By Sam Nussey and Anton Bridge
TOKYO, April 21 (Reuters) – Activist investors are planning to invest in Japan over the long-term, emboldened by their recent successes in a market where they once got a frosty reception.
U.S.-based Elliott Investment Management scored a milestone win against Toyota last month through vocal opposition before striking a deal, signalling how investors are adapting their strategies to tap opportunities being thrown up as the government and regulators push companies to reform.
The growing role of activists is in contrast to two decades ago when pioneering efforts by Warren Lichtenstein’s Steel Partners to acquire Bull-Dog Sauce were blocked and the hedge fund dubbed an “abusive acquirer” by a Japanese court.
“Activism has moderated how it conducts itself,” said Jeremy White, partner at law firm Morrison Foerster in Tokyo. “And the corporates have moderated in large part because of corporate governance reforms, with more independent directors, and an ethos of more accountability to shareholders.”
The surging activist interest promises to keep companies under pressure to change and underscores how Japan continues to attract foreign capital despite growing geopolitical uncertainties.
BUILDING ITS JAPAN FRANCHISE
Elliott is planning more activist activity in Japan, two sources familiar with the matter said. In recent weeks it has disclosed stakes in air-conditioner maker Daikin and shipper Mitsui OSK Lines.
The hedge fund agreed to tender its shares in Toyota Industries for a lower price than it said the forklift maker was worth but believes the agreed price is a good deal for shareholders, the sources said.
If Elliott left any money on the table, it will make more over the next decade by having done so, said one of the sources, as it looks to build its Japan franchise.
Elliott invested in SoftBank, with the company later buying back shares. It also targeted Toshiba, with then-portfolio manager Nabeel Bhanji securing a board seat.
“At Toshiba, they got someone on the board without putting things into the public domain. Now in Japan they’re a bit louder, putting out press releases and presentations,” said a shareholder adviser.
Elliott hired Aaron Tai from Cornwall Capital in 2023 to spearhead investments in Japan, with the San Francisco-based portfolio manager reporting to founder Paul Singer’s son Gordon.
Paul Singer visited Japan last month to attend a conference, the source said, reflecting Elliott’s heightened interest in Japan.

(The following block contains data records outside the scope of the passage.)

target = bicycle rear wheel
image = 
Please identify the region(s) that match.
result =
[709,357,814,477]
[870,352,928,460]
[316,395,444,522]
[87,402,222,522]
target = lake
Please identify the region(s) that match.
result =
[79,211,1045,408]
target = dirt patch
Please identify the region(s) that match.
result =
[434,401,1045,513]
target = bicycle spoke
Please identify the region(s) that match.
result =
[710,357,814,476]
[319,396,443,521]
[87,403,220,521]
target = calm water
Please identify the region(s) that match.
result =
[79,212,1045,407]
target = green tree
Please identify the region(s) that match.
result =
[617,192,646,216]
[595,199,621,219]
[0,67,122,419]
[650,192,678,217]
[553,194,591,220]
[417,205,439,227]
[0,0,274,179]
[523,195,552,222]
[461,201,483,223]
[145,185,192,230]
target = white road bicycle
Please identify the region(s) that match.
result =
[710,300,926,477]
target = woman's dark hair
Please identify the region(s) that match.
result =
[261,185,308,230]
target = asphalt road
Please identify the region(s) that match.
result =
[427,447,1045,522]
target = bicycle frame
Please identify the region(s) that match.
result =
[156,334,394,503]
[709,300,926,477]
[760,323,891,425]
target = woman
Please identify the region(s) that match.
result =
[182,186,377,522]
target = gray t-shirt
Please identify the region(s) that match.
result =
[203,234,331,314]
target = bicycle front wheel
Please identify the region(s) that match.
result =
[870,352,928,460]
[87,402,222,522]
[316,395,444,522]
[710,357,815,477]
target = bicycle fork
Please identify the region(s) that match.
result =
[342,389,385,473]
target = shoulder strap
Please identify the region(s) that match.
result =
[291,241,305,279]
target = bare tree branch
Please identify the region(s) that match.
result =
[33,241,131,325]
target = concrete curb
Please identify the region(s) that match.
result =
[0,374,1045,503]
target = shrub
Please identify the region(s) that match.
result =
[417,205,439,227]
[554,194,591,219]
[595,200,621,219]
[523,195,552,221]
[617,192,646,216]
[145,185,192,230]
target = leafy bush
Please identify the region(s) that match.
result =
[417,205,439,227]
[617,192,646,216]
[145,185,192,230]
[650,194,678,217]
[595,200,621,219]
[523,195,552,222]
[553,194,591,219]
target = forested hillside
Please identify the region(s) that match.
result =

Given Elliott’s heft, international investors including long-only and hedge funds are willing to follow them and join their battles, said a hedge fund manager who invests in Japan.
Activists usually target smaller companies in Japan which require less capital, said Travis Lundy, an analyst who publishes on Smartkarma.
“The distinguishing factor for Elliott is size – it has no business going after $300 million companies, because it’s not going to move the needle,” he said.
‘DECADES OF ACTIVISM AHEAD’ There were a record number of activist campaigns in Japan last year, according to brokerage Jefferies.
The government’s push for corporate reform has seen companies move to unwind cross-shareholdings, sell non-core assets and buy back shares.
The corporate governance code was first introduced in 2015, with revisions being made this year, and the Tokyo bourse has stepped up pressure on companies to improve capital efficiency. “There remains an enormous amount of momentum and we’re coming to an inflection point where the upside of that is even bigger,” said Seth Fischer, founder of activist fund Oasis Management.
There are fundamental factors too supporting the growth of activist investing in Japan.
More than half of listed Japanese firms are family-controlled in some form with their interests frequently diverging from those of minority shareholders, said Toby Rodes, co-founder of Kaname Capital. That structure has led to underused balance sheets, stagnant wages and poor shareholder returns, he said. “Japan will have decades of activism ahead,” he said.
Some observers warned about the risks of overemphasis on shareholder returns.
“The danger is the arrival of short-termism and financialisation where everything is about short-term profit,” said Ulrike Schaede, professor of Japanese business at the University of California San Diego.
Others saw activist activity becoming entrenched in Japan.
“Provided that they learn from each other and that they take a less confrontational and more Japan-attuned approach, I imagine that they will continue to be successful,” said White of Morrison Foerster.